L’Europa, come al solito, sta a guardare, tentata di volgere lo sguardo altrove. E lo dico con grande amarezza.
Lei ha conosciuto sul campo eserciti e milizie mediorientali, cosa pensa dei curdi siriani e della loro resistenza?
Vede,
il sentimento che provo di fronte agli eventi di questi giorni, è di
profonda amarezza nei riguardi di un popolo che meriterebbe rispetto e
assoluto sostegno.
Sul piano militare che valutazione dà delle forze curde del Rojava?
Hanno
dimostrato di avere grandi capacità organizzative, una buona catena di
comando, ma certo la sproporzione negli armamenti con quello che è il
secondo esercito della Nato è impari. I curdi siriani hanno combattuto
con determinazione e pagando un prezzo molto elevato a favore dei Pesi
europei nella lotta contro i jihadisti dell’Isis.

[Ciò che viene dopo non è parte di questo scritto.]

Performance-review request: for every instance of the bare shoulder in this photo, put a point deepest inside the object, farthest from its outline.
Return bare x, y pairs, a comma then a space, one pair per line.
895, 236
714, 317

E anche fosse solo per
questo meriterebbero un grande sostegno e un profondo rispetto.
Dalla
Siria allo Yemen, dall’Iraq alla Palestina: l’unica logica che presiede
alla storia del Medio Oriente è quella della forza?
Siamo
consapevoli, e non da oggi, dell’esistenza della polveriera
mediorientale. Noi europei non ce ne possiamo disinteressare, ne vale
della nostra stessa sicurezza, ma siamo consapevoli che non possiamo
intervenire in maniera diretta. Siamo convinti che la soluzione sia
l’Onu, ma siamo anche consapevoli che questa più che una speranza sia
una illusione. Il dato sconfortante è che al momento, e non si sa per
quanto tempo, la nostra speranza è che ancora una volta gli Stati Uniti
si facciano carico, ovviamente col sostegno dell’Europa, di una sia pur
precaria stabilizzazione del Medio Oriente. Ma con un presidente come
Donald Trump è molto difficile crederci.